Note that, several recent works (Neyshabur et al., 2015; Sokolic et al., 2016; Cortes et al., 2017) derive the ERC of the function class induced by an underlying neural architecture. In this analysis however, we fix the feature map and analyze how the loss function in Eq. (6) reduces the function class capacity compared to Eq. (3). This simplifies our analysis and focuses on the effect of the proposed new loss in Eq. (6) under the universum setting. As seen from Theorem 2 (1), the function class induced under the universum setting (using contradictions) exhibits lower ERC compared to that under inductive settings. A more explicit characterization of the ERC is provided in part (2). Setting $\gamma = 0$ in (b), we achieve the same R.H.S as (a); hence the R.H.S in (b) is always smaller than in (a). Further note that $\varvec{\Sigma }(\gamma )$ in Eq. (9) has the form of a correlation matrix between the training and universum samples in the feature space. In fact, we have $\Sigma (\infty ) = \underset{\gamma \rightarrow \infty }{\text {lim}} \Sigma (\gamma ) = \frac{ tr(VZ^{\top }ZV^{\top })}{ tr(Z^{\top }Z) \; tr(VV^{\top })}$. This shows that, for a fixed number of universum samples m and $\Delta $, the effect of the DOC$^3$ algorithm is influenced by the correlation between training and universum samples in the feature space. Loosely speaking, the DOC$^3$ algorithm searches for a solution where in addition to reducing the margin errors $\xi _i$, also minimizes this correlation; and by doing so minimizes the generalization error. Similar conclusions have been empirically derived for binary, multiclass problems in Weston et al. (2006), Chapelle et al. (2008), Cherkassky et al. (2011) and Dhar et al. (2019). Here, we provide the theoretical reasoning for one class problems. Further, we confirm these theoretical findings in our results (Sect. 5.3.3).
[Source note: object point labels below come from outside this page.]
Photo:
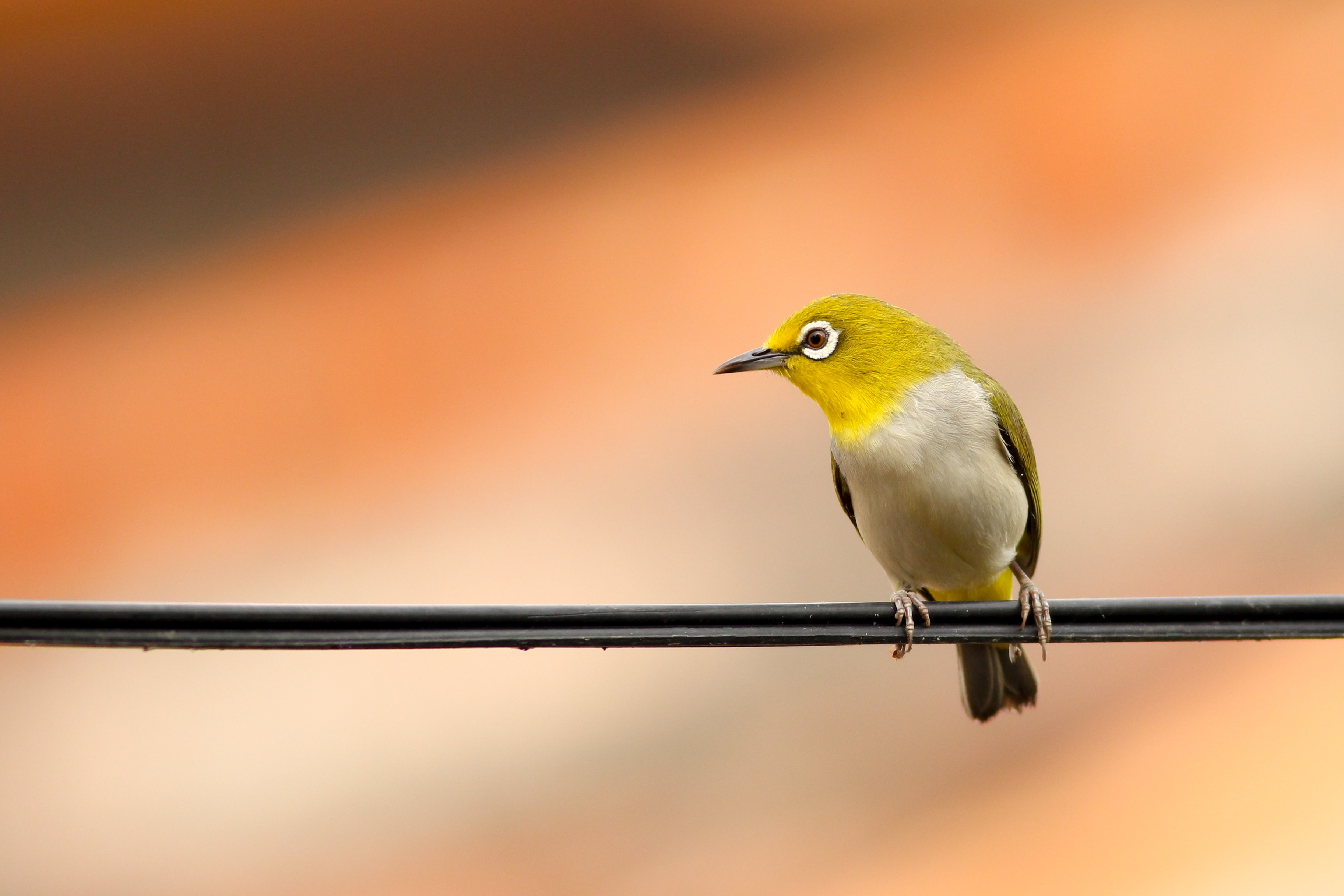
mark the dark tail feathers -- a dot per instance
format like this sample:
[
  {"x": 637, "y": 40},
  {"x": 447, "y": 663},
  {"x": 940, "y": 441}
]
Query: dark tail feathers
[{"x": 991, "y": 682}]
3.3 Algorithm implementation

A limitation in solving Eq. (6) is handling the absolute term in $L_U$. In this paper we adopt a similar approach used in Weston et al. (2006), Dhar et al. (2019) and simplify this by re-writing $L_U$ as a sum of two hinge functions. To do this, for every universum sample ${\textbf{x}}_{i^\prime }^{*}$ we create two artificial samples, $({\textbf{x}}_{i^\prime }^{*},y_{i^\prime 1}^{*}=1), ({\textbf{x}}_{i^\prime }^{*},y_{i^\prime 2}^{*}=-1)$ and re-write,

$$\begin{aligned}&L_U = \sum _{i^\prime =1}^m [\vert 1-{\textbf{w}}^\top \phi ({\textbf{x}}_{i^\prime }^*)\vert -\Delta ]_+{} & {} \nonumber \\&\quad = \sum _{i^\prime =1}^m \Big ( [\epsilon _1-y_{i^\prime 1}^{*}{\textbf{w}}^\top \phi ({\textbf{x}}_{i^\prime }^*)]_+ + [\epsilon _2-y_{i^\prime 2}^{*}{\textbf{w}}^\top \phi ({\textbf{x}}_{i^\prime }^*)]_+ \Big ){} & {} \end{aligned}$$

(10)

where, $\epsilon _1 = 1 - \Delta $ and $\epsilon _2 = -1 - \Delta $. Now, the universum loss is the sum of two hinge functions with $\epsilon _1, \epsilon _2 -$ margins; and can be solved using standard deep learning libraries (Paszke et al., 2019; Abadi et al., 2016; Pedregosa et al., 2011).^{Footnote 1}

4 Existing approaches and related works

Most research in Anomaly Detection (AD) can be broadly categorized as adopting either traditional (shallow) or the more modern deep learning based approaches. Traditional approaches generally adopt parametric or non-parametric statistical modeling, spectral based, or classification based modeling (Chandola et al., 2009). Typical examples include, PCA based methods (Jolliffe, 2002; Hoffmann, 2007), proximity based methods (Knorr et al., 2000; Ramaswamy et al., 2000), tree-based methods like Isolation Forest (IF) (Liu et al., 2008), or classification based OC-SVM (Schölkopf et al., 2001), Support Vector Data Description (SVDD) (Tax & Duin, 2004) etc. These techniques provide good performance for optimally tuned feature map. However, for complex domains like vision or speech, where designing optimal feature maps is non trivial; such approaches perform sub-optimally. A detailed survey on these approaches is available in Chandola et al. (2009).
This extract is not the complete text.